Am 4. Oktober wurden zwei Touristen in Dresden mit einem Messer angegriffen. Einer der Männer starb, der andere überlebte schwer verletzt. Am 20. Oktober nahm die Polizei den 20-jährigen Abdullah al H. H. als Tatverdächtigen fest und gab bekannt, dass dieser vorbestraft war und vom Violence Prevention Network beobachtet wurde.
Seither überschlagen sich die Schlagezeilen in den Medien über Terror, Islamismus und „Gefährder“. Am 23. Oktober berichtete die Tagesschau, die Innenminister·innen der Länder sowie Bundesinnenminister Horst Seehofer wollen vorurteilsfrei ein Ende des Abschiebestopps nach Syrien prüfen.

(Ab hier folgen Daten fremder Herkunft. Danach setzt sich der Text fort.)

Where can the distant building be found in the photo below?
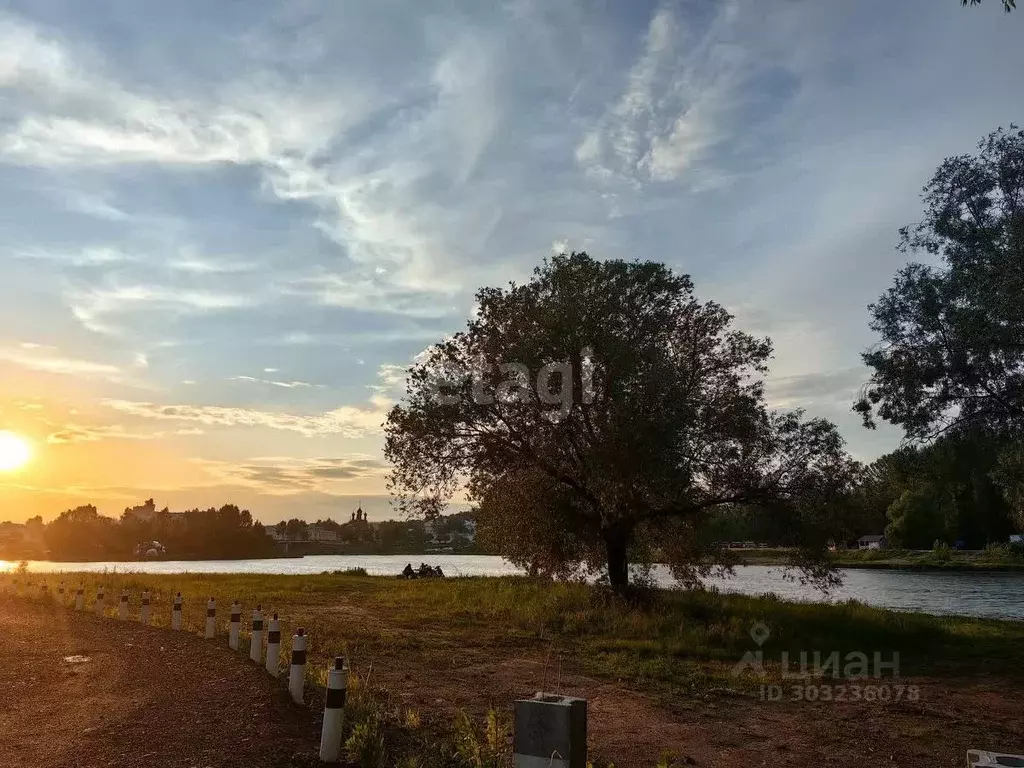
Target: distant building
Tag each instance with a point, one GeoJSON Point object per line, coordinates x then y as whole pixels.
{"type": "Point", "coordinates": [143, 512]}
{"type": "Point", "coordinates": [872, 541]}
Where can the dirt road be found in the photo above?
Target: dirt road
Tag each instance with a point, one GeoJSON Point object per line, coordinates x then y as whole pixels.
{"type": "Point", "coordinates": [144, 697]}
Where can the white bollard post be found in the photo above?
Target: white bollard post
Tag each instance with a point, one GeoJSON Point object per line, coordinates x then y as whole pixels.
{"type": "Point", "coordinates": [334, 711]}
{"type": "Point", "coordinates": [235, 626]}
{"type": "Point", "coordinates": [256, 646]}
{"type": "Point", "coordinates": [550, 730]}
{"type": "Point", "coordinates": [984, 759]}
{"type": "Point", "coordinates": [297, 673]}
{"type": "Point", "coordinates": [211, 619]}
{"type": "Point", "coordinates": [273, 647]}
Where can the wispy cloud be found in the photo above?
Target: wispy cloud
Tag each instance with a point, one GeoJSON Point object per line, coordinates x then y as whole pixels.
{"type": "Point", "coordinates": [41, 358]}
{"type": "Point", "coordinates": [271, 382]}
{"type": "Point", "coordinates": [284, 475]}
{"type": "Point", "coordinates": [75, 433]}
{"type": "Point", "coordinates": [349, 421]}
{"type": "Point", "coordinates": [675, 103]}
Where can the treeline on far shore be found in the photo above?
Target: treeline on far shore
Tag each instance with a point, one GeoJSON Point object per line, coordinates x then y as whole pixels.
{"type": "Point", "coordinates": [82, 534]}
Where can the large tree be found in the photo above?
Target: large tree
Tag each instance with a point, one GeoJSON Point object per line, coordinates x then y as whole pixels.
{"type": "Point", "coordinates": [599, 411]}
{"type": "Point", "coordinates": [1008, 5]}
{"type": "Point", "coordinates": [950, 358]}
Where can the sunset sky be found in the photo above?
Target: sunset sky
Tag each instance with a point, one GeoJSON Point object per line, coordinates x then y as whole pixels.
{"type": "Point", "coordinates": [227, 227]}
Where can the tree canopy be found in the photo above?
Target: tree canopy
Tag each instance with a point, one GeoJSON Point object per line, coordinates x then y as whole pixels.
{"type": "Point", "coordinates": [952, 333]}
{"type": "Point", "coordinates": [600, 412]}
{"type": "Point", "coordinates": [1008, 5]}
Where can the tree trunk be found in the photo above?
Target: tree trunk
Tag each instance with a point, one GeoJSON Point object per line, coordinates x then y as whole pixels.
{"type": "Point", "coordinates": [616, 543]}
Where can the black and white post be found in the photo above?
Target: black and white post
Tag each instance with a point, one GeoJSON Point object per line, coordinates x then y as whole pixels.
{"type": "Point", "coordinates": [235, 626]}
{"type": "Point", "coordinates": [256, 645]}
{"type": "Point", "coordinates": [176, 612]}
{"type": "Point", "coordinates": [273, 647]}
{"type": "Point", "coordinates": [211, 619]}
{"type": "Point", "coordinates": [334, 711]}
{"type": "Point", "coordinates": [297, 673]}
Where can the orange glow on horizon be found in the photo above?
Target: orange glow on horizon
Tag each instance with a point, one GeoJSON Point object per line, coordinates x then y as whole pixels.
{"type": "Point", "coordinates": [14, 452]}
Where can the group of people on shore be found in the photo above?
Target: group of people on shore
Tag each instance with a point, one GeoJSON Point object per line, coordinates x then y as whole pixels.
{"type": "Point", "coordinates": [424, 571]}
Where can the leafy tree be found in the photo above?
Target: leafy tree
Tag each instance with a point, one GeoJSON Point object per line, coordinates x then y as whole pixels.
{"type": "Point", "coordinates": [81, 534]}
{"type": "Point", "coordinates": [916, 519]}
{"type": "Point", "coordinates": [952, 335]}
{"type": "Point", "coordinates": [646, 416]}
{"type": "Point", "coordinates": [1008, 5]}
{"type": "Point", "coordinates": [951, 350]}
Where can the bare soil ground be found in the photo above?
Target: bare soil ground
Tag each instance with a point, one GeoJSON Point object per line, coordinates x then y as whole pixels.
{"type": "Point", "coordinates": [150, 696]}
{"type": "Point", "coordinates": [144, 697]}
{"type": "Point", "coordinates": [446, 672]}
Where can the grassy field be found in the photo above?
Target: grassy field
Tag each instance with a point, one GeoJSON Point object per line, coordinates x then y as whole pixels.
{"type": "Point", "coordinates": [673, 646]}
{"type": "Point", "coordinates": [994, 558]}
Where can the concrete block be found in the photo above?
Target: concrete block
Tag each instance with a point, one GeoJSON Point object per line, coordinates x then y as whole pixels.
{"type": "Point", "coordinates": [550, 731]}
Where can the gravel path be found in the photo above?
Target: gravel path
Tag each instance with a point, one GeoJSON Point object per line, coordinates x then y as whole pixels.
{"type": "Point", "coordinates": [144, 697]}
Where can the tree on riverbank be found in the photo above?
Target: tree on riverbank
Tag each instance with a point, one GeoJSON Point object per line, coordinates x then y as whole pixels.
{"type": "Point", "coordinates": [601, 410]}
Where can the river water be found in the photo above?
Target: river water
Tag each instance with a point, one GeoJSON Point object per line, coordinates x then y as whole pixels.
{"type": "Point", "coordinates": [990, 594]}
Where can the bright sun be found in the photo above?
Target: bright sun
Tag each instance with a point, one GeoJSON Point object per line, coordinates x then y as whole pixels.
{"type": "Point", "coordinates": [14, 452]}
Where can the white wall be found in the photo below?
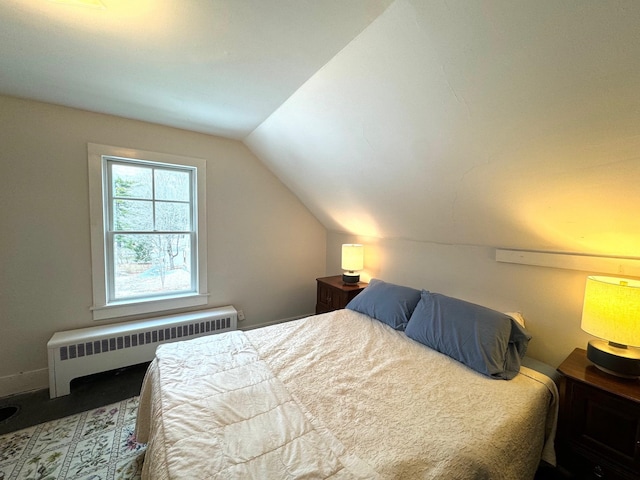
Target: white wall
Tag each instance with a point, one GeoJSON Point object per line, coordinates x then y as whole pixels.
{"type": "Point", "coordinates": [265, 249]}
{"type": "Point", "coordinates": [549, 298]}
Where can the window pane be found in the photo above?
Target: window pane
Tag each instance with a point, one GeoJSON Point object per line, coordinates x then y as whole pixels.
{"type": "Point", "coordinates": [172, 185]}
{"type": "Point", "coordinates": [172, 216]}
{"type": "Point", "coordinates": [131, 181]}
{"type": "Point", "coordinates": [132, 215]}
{"type": "Point", "coordinates": [148, 265]}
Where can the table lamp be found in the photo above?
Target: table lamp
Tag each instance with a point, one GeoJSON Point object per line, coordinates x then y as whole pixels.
{"type": "Point", "coordinates": [611, 312]}
{"type": "Point", "coordinates": [352, 261]}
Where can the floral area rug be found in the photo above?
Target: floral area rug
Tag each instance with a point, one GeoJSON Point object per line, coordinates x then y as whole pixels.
{"type": "Point", "coordinates": [95, 445]}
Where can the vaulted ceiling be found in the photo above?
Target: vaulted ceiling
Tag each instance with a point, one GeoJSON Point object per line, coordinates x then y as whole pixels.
{"type": "Point", "coordinates": [493, 122]}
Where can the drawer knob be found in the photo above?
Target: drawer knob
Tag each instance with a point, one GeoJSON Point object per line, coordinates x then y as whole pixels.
{"type": "Point", "coordinates": [597, 471]}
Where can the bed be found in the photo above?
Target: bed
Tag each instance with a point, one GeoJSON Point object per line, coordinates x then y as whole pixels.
{"type": "Point", "coordinates": [345, 395]}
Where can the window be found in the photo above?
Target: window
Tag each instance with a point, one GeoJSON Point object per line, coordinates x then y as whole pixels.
{"type": "Point", "coordinates": [148, 232]}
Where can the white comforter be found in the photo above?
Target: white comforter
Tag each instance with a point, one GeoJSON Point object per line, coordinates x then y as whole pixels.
{"type": "Point", "coordinates": [338, 395]}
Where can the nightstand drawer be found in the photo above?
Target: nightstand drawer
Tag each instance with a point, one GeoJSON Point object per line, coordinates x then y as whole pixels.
{"type": "Point", "coordinates": [590, 467]}
{"type": "Point", "coordinates": [605, 423]}
{"type": "Point", "coordinates": [332, 294]}
{"type": "Point", "coordinates": [599, 421]}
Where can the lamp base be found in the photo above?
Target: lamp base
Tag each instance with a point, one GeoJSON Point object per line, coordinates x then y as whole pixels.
{"type": "Point", "coordinates": [350, 278]}
{"type": "Point", "coordinates": [621, 362]}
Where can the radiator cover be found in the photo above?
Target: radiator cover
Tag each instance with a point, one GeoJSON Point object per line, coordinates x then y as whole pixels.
{"type": "Point", "coordinates": [76, 353]}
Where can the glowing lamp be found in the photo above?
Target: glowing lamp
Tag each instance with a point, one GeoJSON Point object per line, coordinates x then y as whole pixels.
{"type": "Point", "coordinates": [611, 312]}
{"type": "Point", "coordinates": [352, 261]}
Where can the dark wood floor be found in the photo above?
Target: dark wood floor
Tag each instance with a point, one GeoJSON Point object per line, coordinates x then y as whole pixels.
{"type": "Point", "coordinates": [110, 387]}
{"type": "Point", "coordinates": [86, 393]}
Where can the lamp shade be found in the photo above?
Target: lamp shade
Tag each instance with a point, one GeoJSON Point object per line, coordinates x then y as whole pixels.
{"type": "Point", "coordinates": [611, 309]}
{"type": "Point", "coordinates": [352, 257]}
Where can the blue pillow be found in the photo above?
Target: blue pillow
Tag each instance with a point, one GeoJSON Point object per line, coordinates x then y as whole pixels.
{"type": "Point", "coordinates": [488, 341]}
{"type": "Point", "coordinates": [387, 302]}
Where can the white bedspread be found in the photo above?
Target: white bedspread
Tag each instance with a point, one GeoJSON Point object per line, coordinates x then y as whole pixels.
{"type": "Point", "coordinates": [337, 395]}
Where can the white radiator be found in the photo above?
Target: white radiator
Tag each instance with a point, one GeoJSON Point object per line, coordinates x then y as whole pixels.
{"type": "Point", "coordinates": [76, 353]}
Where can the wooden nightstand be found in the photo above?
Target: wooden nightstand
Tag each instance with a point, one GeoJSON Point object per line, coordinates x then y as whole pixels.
{"type": "Point", "coordinates": [333, 294]}
{"type": "Point", "coordinates": [599, 421]}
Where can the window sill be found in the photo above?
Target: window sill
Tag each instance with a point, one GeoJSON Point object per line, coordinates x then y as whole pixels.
{"type": "Point", "coordinates": [124, 309]}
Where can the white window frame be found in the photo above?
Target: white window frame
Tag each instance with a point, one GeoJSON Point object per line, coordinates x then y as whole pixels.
{"type": "Point", "coordinates": [104, 309]}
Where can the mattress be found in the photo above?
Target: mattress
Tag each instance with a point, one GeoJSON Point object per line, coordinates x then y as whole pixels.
{"type": "Point", "coordinates": [337, 395]}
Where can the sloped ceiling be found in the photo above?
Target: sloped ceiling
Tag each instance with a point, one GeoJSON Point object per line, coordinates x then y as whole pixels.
{"type": "Point", "coordinates": [493, 122]}
{"type": "Point", "coordinates": [500, 123]}
{"type": "Point", "coordinates": [213, 66]}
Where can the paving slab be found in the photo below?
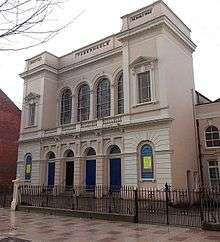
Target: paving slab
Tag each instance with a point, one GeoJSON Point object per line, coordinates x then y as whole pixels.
{"type": "Point", "coordinates": [24, 227]}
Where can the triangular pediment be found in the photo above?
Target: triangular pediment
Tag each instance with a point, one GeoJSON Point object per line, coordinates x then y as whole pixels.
{"type": "Point", "coordinates": [142, 60]}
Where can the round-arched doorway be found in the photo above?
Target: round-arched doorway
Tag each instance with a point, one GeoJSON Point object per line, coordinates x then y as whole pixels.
{"type": "Point", "coordinates": [69, 178]}
{"type": "Point", "coordinates": [50, 169]}
{"type": "Point", "coordinates": [115, 167]}
{"type": "Point", "coordinates": [90, 169]}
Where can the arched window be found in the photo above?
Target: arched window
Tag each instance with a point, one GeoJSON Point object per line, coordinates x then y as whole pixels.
{"type": "Point", "coordinates": [114, 150]}
{"type": "Point", "coordinates": [103, 98]}
{"type": "Point", "coordinates": [50, 155]}
{"type": "Point", "coordinates": [28, 167]}
{"type": "Point", "coordinates": [66, 107]}
{"type": "Point", "coordinates": [147, 166]}
{"type": "Point", "coordinates": [90, 152]}
{"type": "Point", "coordinates": [68, 153]}
{"type": "Point", "coordinates": [212, 136]}
{"type": "Point", "coordinates": [83, 103]}
{"type": "Point", "coordinates": [120, 96]}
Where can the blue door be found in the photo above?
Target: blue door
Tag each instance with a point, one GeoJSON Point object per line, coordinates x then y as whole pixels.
{"type": "Point", "coordinates": [115, 173]}
{"type": "Point", "coordinates": [90, 174]}
{"type": "Point", "coordinates": [51, 173]}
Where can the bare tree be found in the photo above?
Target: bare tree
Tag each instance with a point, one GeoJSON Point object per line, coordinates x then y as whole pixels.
{"type": "Point", "coordinates": [28, 23]}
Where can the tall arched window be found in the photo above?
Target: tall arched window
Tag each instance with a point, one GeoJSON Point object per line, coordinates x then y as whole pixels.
{"type": "Point", "coordinates": [147, 166]}
{"type": "Point", "coordinates": [212, 136]}
{"type": "Point", "coordinates": [66, 107]}
{"type": "Point", "coordinates": [28, 167]}
{"type": "Point", "coordinates": [120, 96]}
{"type": "Point", "coordinates": [83, 103]}
{"type": "Point", "coordinates": [103, 98]}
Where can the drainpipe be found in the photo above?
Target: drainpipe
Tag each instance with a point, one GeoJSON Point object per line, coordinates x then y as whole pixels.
{"type": "Point", "coordinates": [200, 154]}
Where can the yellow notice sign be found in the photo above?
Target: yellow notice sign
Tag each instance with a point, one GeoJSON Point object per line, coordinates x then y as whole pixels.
{"type": "Point", "coordinates": [28, 168]}
{"type": "Point", "coordinates": [147, 162]}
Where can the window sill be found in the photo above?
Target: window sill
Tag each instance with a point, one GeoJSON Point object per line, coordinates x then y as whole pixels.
{"type": "Point", "coordinates": [148, 180]}
{"type": "Point", "coordinates": [213, 147]}
{"type": "Point", "coordinates": [31, 126]}
{"type": "Point", "coordinates": [145, 103]}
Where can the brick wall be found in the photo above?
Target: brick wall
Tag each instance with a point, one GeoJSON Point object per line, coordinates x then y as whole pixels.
{"type": "Point", "coordinates": [10, 117]}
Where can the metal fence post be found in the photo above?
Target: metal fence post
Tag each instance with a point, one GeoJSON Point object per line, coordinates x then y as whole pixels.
{"type": "Point", "coordinates": [135, 205]}
{"type": "Point", "coordinates": [201, 196]}
{"type": "Point", "coordinates": [167, 202]}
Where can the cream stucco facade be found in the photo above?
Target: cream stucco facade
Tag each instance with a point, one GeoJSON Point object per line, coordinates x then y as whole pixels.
{"type": "Point", "coordinates": [152, 39]}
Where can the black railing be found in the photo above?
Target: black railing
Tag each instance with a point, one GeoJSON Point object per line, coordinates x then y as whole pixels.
{"type": "Point", "coordinates": [163, 206]}
{"type": "Point", "coordinates": [6, 194]}
{"type": "Point", "coordinates": [82, 198]}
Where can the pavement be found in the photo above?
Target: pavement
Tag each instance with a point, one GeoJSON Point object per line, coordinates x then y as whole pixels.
{"type": "Point", "coordinates": [23, 227]}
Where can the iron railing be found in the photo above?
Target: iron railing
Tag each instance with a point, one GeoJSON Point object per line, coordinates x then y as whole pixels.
{"type": "Point", "coordinates": [163, 206]}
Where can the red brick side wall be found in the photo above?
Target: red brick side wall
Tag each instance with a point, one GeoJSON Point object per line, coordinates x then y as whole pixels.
{"type": "Point", "coordinates": [10, 117]}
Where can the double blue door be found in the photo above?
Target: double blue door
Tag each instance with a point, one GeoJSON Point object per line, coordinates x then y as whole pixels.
{"type": "Point", "coordinates": [90, 173]}
{"type": "Point", "coordinates": [51, 173]}
{"type": "Point", "coordinates": [115, 173]}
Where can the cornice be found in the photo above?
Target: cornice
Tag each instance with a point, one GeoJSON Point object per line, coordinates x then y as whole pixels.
{"type": "Point", "coordinates": [36, 70]}
{"type": "Point", "coordinates": [100, 130]}
{"type": "Point", "coordinates": [160, 21]}
{"type": "Point", "coordinates": [91, 59]}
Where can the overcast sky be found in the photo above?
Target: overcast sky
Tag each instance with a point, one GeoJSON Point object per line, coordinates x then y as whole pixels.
{"type": "Point", "coordinates": [102, 18]}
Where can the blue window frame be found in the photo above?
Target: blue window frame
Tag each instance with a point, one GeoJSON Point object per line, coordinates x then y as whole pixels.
{"type": "Point", "coordinates": [147, 163]}
{"type": "Point", "coordinates": [28, 167]}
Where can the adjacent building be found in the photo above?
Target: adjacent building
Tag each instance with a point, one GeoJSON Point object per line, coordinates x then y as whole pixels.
{"type": "Point", "coordinates": [10, 117]}
{"type": "Point", "coordinates": [119, 111]}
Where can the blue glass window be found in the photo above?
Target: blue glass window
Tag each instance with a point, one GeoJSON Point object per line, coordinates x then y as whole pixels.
{"type": "Point", "coordinates": [147, 170]}
{"type": "Point", "coordinates": [28, 167]}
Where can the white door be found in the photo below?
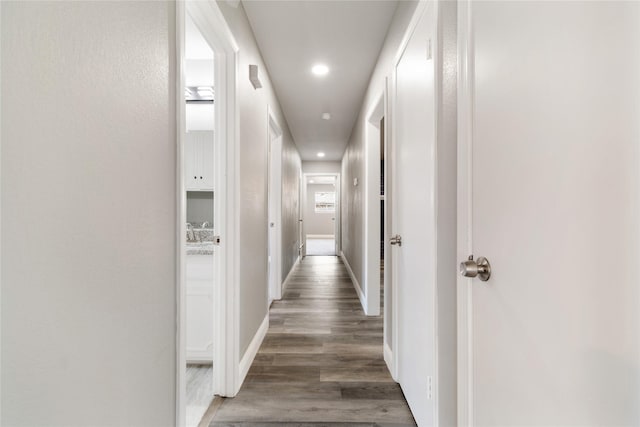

Ein solches Thema „vorurteilsfrei“ zu behandeln, erscheint uns angesichts der Aussagen aus Politik und Medien leider nicht mehr möglich. Das erkennt man bereits daran, dass der Tatverdächtige – wenn auch nicht wörtlich – bereits als Schuldiger behandelt wird. Nur weil der mutmaßliche Täter ein Geflüchteter aus Syrien ist, wird noch vor dem richterlichen Urteil über Abschiebungen nach Syrien diskutiert. Aktuell besteht allerdings noch keine Sicherheit zum genauen Tathergang, auch das Motiv ist unklar.
Doch unabhängig von der Schuldfrage ist die öffentliche Kommunikation während der Ermittlungen scharf zu kritisieren: Nicht nur, dass hier eine Verallgemeinerung stattfindet, diese Auseinandersetzung verstärkt darüber hinaus Befremdungen gegenüber dem Islam und schafft eine weitere Kluft zwischen „uns“ und „denen“. Die Worte des sächsischen Innenministers Roland Wöller (CDU) sprechen Bände: „Das Schutzinteresse unserer Bevölkerung muss höher bewertet werden als das Schutzinteresse Einzelner.“
Genau dieses Schutzinteresse Einzelner stand den Abschiebungen nach Syrien bisher im Weg. Aufgrund des Bürgerkriegs und des diktatorischen Durchgreifens Assads hatte sich die Innenministerkonferenz darauf geeinigt, niemanden in das Land zurückzuführen.
Wir wünschen uns, dass der aktuelle Status so beibehalten wird. Die Abschiebung einer Person in ein Kriegsgebiet ist nicht mit den Werten unserer freiheitlichen Demokratie und unserer Rechtsstaatlichkeit vereinbar. Gewalt oder Kriminalität muss mit den Mitteln eben jenes Rechtsstaates begegnet werden, unabhängig davon, wer sich eines Vergehens oder einer Straftat schuldig macht.